毎回先生が替わるのも、ここベルリッツの仕組みです。こうやって「なあなあにならない」関係があり、いろいろな人の発音を聴き取れるようになる、というものです。かといって同じ先生に「当たらないわけでもない」のですから、よっぽど相性が悪い先生の他は(そういう時は受付のお姉ちゃんたちに進言できる)「なるべく進歩的関係」を保つのも、スムーズに言葉を吸収してゆく手段だ、と自らに言い聞かせ、この回を機に心機一転。毎晩辞書と首っ引き。
今までやったこと忘れないように、というまったく何十年かぶりの「語学習得」が始まりました。


もともと「言葉」は嫌いではなかったと思います。日本語のほかに「ドイツ音名」を知っている、ソルフェージュは「フランス語」だし、音楽用語、アレグロ・ドルチェ・フェルマータ等は「イタリア語」です。なんだか得意になっていた小学生時代。中学の「英語」の授業も好きでした。高校では、桐朋の音校に行っていたものの、NHKの「フランス語講座」に出たくて、手紙を書きました。三善晃先生の指導の下「l'histoire naturel」を読んだことも、良い思い出です。
しかしいわゆる「文法」とか、「シェイクスピアの元本を読む」とかいった大それたことはしたことがありません。やってはいたのですが、フランス語に関しては3年たった高校最後でも、êtreの活用がおぼつかない・・・状態でした。(かなりヒドイ・・・)

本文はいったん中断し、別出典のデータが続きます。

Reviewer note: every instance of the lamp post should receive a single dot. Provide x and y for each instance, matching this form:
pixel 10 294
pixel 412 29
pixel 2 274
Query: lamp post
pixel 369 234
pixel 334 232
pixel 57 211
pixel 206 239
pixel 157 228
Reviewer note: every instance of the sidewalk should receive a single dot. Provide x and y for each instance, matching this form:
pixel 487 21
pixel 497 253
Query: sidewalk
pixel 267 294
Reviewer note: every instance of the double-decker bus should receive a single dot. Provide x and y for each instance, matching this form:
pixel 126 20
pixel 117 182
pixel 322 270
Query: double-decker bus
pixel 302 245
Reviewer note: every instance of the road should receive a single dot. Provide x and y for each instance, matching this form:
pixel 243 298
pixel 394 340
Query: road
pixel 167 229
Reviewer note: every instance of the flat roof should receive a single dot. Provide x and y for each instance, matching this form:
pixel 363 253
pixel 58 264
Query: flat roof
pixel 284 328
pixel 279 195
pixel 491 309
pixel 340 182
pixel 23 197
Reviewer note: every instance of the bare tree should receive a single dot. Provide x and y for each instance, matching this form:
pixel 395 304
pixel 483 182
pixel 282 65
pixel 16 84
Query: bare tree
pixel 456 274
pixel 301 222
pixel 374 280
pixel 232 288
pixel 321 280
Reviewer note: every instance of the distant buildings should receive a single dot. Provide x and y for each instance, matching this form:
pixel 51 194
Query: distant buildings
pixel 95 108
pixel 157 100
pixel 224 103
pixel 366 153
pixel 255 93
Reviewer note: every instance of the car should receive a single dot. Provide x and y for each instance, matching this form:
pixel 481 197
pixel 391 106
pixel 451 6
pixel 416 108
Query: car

ここブリュッセルにやってきて、コンクールの間お世話になった、ベルギーのフランス語のホストファミリー。彼らとの食事時の会話も、明けても暮れても「おいしいね。よい天気です」
惨めなものでした。


日本での外国語の勉強と、日常の会話ではまずテンポが違う。書いてる暇もないから、なんとか頭を3倍ぐらいの早回しにして、1つでもわかる単語があれば、あとは「想像」するしかない。「相槌の天才」と妹に言われたことがあります。すでにザルツブルグに2年間留学していた彼女は、きちんと「ドイツ語」を話します。私がへらへら笑っていると「ねえ、今なんて言ったの?」と聞かれます。「わかんない」と私!その後「憧れて」住んだパリ郊外。
ここでは、世界一速いと思うようなフランスのファミリーの中で暮らし、それも5人兄弟、姉妹すべて15−23歳という、なんともおしゃべり好きな人たちのなかで!「言えもしないのに早口な」フランス語を学びました。クララ家です。ちょっとベルギーに長くいたりして帰ってくると「フランス語遅くなったわね」と言われました。
いまでも、フランス人たちが[petit belge]とベルギー人たちを見下していうのは、よくある話です。がこのごろは「住みやすさ」を求めて多くのフランス人たちが、ベルギ—にやってきます。[petit belge]は逆にちょっとしたブルジョワジーを漂わせる民族でもあります。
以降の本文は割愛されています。